EXT. EMERALD CITY—DAYBREAK

The three flying monkeys drag OZ outside, onto the street. Wizened WESTERNA follows. Behind her comes a figure he barely recognizes, a woman he had been looking for.

But she is changed.

She wears high-heeled, spiked boots, a short skirt, tank top, gold bracelets, paint. She’s had a boob-job, a nose-job, a tummy tuck and ear reduction and liposuction. She is almost luminous in the light. She looks at him for a long time without saying anything.

OZ:

Dorothy.

DOROTHY:

We had something good between us, Oz, but now it’s gone. The city’s too big and too wild and no two people can hope to stay together when there’s so much to see and do and be. We had something going for a while and it was good—it was very good. But I am not the same girl and you’re the same guy you’ve been, Oz. You’re a small-town boy with a small-town mind and you’ll never make it big. Go back to Kansas, Oz. Go back to your garage and your bikes and your full-moon runs through empty fields. I’ve got a future, Oz, a bright and Technicolor future, and you’ve no part of it no more.

OZ:

Dorothy…

DOROTHY:

Forget it, Oz. It’s Emerald City.

She turns her back on him and, slowly, walks away, disappearing behind the doors of the club.

WESTERNA looks down at OZ with a look almost of compassion.

WESTERNA:

You’ll mend.

WESTERNA:

Young hearts heal quickly.

She nods to her monkeys and they swiftly untie OZ.

WESTERNA:

But don’t ever come back.

WESTERNA turns to leave, her monkeys following.
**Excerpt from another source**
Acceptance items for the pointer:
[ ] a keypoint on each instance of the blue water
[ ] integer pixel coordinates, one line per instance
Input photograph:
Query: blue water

OZ stares after her, making no move to get up.

WESTERNA:

Don’t come looking for the woman behind the screen.

As the sun rises over the sleeping town the bus pulls to a stop at the station. It picks up two passengers.

As it drives away Oz look through the window, at the small town receding behind them in the distance. But Dorothy doesn’t look back: she looks ahead.

Later, she holds him tight. Her smile is dazzling. “We’re going to the city!” she says, almost breathless. “It’s going to be so wonderful, Oz, so—so glorious!”

She seems delighted with the word. The world. He smiles. They kiss. Ahead of them the yellow brick road stretches, like a promise, into infinity.